How to Stake Cardano (ADA) Using Yoroi

  • To delegate your ADA through Yoroi, download the Yoroi browser extension and agree to the terms of use.
  • You will be presented with two set-up options: Simple and Advanced. If you are new to the process, select Simple. This will allow you to create Payment URLs for easier transactions.
  • Next, connect a hardware wallet with ADA tokens or purchase some from a cryptocurrency exchange such as Binance, Coinbase, Huobi, or Kraken. Transfer the tokens to your Yoroi wallet.
  • Afterwards, delegate your ADA to a staking pool. Each pool will have different fees for its node operation, so it’s important to research different options. Bear in mind that these fees can change without notice. Some investors delegate their ADA to multiple pools to mitigate risk.

You will start receiving rewards when you delegate your ADA to a staking pool. However, when you first deposit your coins, there is a 20-day waiting period for network approval to prevent spamming. After the 20-day wait, stakers receive rewards every five days, with the first reward received 25 days after staking. The rewards continue every five days.

There is a network fee when claiming rewards, which is between 0.1 and 0.2 ADA but may change frequently. Some stakers choose to wait and claim all their rewards at once to minimize the impact of fees on their gains.

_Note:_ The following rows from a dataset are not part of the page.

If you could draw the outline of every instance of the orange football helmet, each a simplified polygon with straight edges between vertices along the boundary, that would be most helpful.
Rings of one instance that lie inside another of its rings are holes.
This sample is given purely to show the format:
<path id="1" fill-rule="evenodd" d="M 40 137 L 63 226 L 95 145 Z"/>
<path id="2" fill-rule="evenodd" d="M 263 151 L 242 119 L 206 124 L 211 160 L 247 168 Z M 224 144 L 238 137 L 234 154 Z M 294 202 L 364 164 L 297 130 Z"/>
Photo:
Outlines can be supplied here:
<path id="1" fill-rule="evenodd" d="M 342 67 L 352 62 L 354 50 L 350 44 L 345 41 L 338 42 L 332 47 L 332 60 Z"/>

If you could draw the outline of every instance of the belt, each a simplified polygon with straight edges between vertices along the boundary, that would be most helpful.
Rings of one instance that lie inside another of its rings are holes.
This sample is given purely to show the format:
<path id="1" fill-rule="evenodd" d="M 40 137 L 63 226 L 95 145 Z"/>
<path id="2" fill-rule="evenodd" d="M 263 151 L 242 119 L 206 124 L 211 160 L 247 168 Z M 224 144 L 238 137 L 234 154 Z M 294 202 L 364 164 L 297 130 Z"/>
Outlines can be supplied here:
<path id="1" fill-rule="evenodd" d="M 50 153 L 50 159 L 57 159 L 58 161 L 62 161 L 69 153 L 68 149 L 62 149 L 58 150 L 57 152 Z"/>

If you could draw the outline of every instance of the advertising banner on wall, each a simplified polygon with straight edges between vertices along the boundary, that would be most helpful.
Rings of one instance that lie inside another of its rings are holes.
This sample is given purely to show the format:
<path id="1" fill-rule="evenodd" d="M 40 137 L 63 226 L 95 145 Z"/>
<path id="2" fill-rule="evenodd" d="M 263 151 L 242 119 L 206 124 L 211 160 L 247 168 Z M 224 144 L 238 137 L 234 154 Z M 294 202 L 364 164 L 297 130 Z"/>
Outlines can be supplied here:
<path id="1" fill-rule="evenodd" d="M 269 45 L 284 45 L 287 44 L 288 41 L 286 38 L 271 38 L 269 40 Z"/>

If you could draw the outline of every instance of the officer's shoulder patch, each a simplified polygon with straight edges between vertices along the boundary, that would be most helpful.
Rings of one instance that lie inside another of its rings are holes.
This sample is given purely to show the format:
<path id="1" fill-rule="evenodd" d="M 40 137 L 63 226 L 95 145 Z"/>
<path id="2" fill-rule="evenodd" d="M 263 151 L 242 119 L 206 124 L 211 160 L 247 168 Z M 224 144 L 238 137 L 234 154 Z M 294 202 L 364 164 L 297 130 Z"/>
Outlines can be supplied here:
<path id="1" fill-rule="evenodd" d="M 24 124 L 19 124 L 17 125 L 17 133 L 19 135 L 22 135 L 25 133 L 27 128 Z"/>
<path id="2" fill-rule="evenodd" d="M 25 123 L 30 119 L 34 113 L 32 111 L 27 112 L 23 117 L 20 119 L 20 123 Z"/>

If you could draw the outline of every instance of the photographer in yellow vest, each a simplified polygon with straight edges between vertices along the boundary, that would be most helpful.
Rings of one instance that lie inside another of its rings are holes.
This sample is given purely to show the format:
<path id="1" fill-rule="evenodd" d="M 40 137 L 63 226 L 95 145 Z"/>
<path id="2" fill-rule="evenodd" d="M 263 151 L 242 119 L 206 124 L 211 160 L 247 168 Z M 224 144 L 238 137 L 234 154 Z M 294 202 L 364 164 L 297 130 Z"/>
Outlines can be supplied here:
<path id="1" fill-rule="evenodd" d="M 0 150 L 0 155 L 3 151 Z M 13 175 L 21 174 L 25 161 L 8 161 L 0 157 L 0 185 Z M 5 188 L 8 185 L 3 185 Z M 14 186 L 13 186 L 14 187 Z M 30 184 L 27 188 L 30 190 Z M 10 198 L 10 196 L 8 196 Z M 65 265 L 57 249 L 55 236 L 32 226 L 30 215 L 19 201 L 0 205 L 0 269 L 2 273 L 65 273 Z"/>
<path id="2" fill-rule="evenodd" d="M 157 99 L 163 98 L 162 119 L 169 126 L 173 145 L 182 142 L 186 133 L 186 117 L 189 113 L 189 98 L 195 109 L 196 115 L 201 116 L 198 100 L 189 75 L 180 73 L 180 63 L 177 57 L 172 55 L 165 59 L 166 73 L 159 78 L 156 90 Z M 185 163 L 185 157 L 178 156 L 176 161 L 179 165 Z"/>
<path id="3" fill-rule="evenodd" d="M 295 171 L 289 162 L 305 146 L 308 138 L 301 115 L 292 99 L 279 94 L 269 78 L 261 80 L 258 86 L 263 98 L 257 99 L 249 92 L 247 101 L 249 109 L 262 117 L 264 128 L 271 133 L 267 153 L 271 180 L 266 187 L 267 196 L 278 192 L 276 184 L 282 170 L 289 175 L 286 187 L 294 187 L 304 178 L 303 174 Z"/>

One of the main benefits for Cardano stakers compared to other blockchains is the absence of a locking period for their ADA tokens. By staking ADA directly from a cryptocurrency wallet, the tokens never leave the user’s control.

There’s no limit on the amount of ADA tokens that can be staked, and they can be withdrawn at any moment, making the process flexible and appealing to many in the community.

While staking ADA directly through a wallet may be straightforward, users are fully responsible for their funds. If a password to the wallet is lost, the ADA will be inaccessible. This is a common issue with cryptocurrency ownership, not just with staking.

Another potential issue to be mindful of when staking ADA directly is the presence of unethical validators. While they can’t steal the ADA tokens, they can gather all the staking rewards from a pool by suddenly changing the margin requirements. This is a rare occurrence, and the Cardano community actively works to identify and eliminate unreliable operators.